While there has not been any definitive understanding that pertains to the content and purpose of dreams, there have been a few theories as to how and why they come about. The theories are essentially divided into two camps: Neurologically and psychologically.

The neurological theories are tied to how the brain has been shown as being active during REM sleep. One theory, the activation synthesis theory, suggests that signals that are interpreted as dreams have their genesis in the brain stem during REM sleep. This theory is tied to notion that circuits found within the brain stem become activated during REM sleep; this activation in turn activates areas in the limbic system that have been shown to link to sensations, emotions, and memories. Another theory is continual-activation theory. In this theory, it is thought that the process of dreaming is the product of the brain activating and synthesizing data tied to memory stores; every time the brain activates to synthesize data, dreams are triggered. A third neurological-based theory ties to the process of defensive immobilization, which states that REM sleep is an evolutionary progression of the tonic immobility reflex in animals (that is, the defense mechanism that enables an animal to play dead). Other theories tied to neurology correlate dreams as being excitations of long-term memory, a way for the brain to strengthen semantic memories, and as a means to dump out excessive sensory data.

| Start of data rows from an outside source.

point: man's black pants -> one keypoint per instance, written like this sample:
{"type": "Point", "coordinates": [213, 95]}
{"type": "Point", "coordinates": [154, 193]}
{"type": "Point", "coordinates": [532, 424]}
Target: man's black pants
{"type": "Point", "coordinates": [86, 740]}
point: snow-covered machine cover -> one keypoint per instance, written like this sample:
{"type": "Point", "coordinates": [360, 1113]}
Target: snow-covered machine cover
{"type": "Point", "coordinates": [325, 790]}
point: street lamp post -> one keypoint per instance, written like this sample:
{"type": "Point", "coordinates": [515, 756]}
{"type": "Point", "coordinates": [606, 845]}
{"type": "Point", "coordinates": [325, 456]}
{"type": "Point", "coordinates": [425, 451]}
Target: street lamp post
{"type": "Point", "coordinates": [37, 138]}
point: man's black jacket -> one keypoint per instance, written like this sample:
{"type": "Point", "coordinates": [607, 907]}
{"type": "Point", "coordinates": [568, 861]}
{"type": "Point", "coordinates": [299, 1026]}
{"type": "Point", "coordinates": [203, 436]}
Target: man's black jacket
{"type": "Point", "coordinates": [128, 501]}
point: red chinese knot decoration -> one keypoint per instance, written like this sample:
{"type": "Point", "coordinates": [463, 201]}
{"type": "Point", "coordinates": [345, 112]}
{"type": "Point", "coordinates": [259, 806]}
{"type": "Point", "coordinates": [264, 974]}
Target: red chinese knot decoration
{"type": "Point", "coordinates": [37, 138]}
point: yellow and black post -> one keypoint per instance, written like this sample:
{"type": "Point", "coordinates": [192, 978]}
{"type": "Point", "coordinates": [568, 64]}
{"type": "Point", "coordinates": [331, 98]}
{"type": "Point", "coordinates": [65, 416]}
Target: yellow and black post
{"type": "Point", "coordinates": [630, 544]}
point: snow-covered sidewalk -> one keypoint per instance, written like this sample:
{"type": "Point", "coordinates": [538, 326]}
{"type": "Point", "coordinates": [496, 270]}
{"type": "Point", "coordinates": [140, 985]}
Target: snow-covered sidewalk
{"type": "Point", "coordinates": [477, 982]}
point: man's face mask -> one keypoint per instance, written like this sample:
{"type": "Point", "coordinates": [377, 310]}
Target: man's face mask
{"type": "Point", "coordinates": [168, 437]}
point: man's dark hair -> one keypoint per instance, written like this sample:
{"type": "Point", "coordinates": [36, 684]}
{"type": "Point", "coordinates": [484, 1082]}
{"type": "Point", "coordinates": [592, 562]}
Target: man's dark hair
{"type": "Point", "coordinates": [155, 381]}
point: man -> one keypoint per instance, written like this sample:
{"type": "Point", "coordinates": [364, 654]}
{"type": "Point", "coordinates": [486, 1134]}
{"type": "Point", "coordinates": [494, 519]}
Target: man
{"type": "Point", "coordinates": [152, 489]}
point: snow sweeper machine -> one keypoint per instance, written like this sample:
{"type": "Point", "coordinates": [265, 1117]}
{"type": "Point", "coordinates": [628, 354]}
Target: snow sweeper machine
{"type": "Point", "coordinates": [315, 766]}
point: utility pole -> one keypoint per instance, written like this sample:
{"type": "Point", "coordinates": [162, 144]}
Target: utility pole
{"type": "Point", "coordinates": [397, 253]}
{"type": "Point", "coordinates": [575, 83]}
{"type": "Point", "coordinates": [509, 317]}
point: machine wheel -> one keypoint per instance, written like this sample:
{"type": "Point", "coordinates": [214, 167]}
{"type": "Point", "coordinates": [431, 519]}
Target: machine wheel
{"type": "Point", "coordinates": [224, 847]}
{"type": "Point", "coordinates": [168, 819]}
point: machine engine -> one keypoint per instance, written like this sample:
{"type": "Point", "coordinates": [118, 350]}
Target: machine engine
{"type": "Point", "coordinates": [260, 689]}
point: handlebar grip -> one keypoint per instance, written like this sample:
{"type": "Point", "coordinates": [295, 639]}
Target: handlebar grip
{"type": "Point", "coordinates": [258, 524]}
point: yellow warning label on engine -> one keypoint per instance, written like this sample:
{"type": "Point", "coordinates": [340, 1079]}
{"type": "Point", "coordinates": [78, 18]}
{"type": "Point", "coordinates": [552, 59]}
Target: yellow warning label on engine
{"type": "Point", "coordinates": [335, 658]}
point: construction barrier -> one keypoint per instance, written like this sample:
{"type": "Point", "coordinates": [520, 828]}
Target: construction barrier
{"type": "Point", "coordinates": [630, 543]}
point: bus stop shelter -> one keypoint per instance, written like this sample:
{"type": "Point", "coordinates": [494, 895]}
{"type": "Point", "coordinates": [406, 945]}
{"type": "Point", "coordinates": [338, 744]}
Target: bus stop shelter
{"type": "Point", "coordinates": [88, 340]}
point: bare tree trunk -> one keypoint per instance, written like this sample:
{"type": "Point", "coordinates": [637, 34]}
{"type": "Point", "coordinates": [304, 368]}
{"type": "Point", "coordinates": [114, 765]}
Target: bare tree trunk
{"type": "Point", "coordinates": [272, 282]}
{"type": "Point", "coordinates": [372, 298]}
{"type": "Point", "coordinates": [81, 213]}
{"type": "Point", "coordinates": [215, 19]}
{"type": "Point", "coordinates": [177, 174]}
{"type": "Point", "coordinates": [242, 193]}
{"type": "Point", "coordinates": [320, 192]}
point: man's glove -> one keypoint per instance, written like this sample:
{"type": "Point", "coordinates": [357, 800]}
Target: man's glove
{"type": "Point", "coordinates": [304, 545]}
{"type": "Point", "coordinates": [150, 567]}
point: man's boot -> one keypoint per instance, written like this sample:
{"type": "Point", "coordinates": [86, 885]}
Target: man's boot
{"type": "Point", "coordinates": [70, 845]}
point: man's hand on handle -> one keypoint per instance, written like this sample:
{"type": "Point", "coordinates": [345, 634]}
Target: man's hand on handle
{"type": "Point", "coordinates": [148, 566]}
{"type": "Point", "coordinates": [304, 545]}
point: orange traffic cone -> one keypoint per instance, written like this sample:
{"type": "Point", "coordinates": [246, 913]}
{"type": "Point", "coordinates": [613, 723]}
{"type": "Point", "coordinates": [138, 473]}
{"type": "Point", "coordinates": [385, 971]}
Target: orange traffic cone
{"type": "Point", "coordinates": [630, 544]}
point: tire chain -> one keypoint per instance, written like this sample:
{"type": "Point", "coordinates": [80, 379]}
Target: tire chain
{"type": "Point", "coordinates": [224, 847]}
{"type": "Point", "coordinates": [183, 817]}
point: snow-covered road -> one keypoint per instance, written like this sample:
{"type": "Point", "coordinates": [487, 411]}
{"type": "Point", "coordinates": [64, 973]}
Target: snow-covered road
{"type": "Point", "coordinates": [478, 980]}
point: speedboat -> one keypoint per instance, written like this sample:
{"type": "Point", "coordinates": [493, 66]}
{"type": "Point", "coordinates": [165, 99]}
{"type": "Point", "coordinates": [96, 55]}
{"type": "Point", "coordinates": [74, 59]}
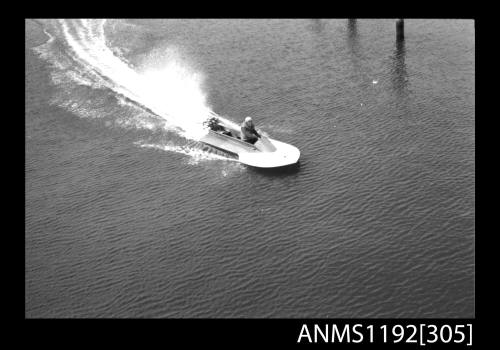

Psychologically speaking, one prominent theory ties dreams to a two-step process that ultimately works to improve the brain's capacity to meet various emotional needs during wakefulness. Several theories claim that dreams are merely random by-products of the REM process and that they are without any actual purpose or function. These theories point to the fact that people can function properly without remembering any of the dreams that, as the one theory suggests, would prepare a person emotionally for the upcoming day. Other psychologically-rooted theories pertaining to dreams relate to dissociated imagination, a discharge of various emotional arousals that were not met during the day, and to provide a sense of satisfaction to repressed part of the mind without interfering with the thoughts that would otherwise be exhibited by the conscious mind.

All theories aside, why we dream and where dreams come from still remain a mystery. And until the mystery is unlocked, it will undoubtedly remain a subject that will be researched extensively.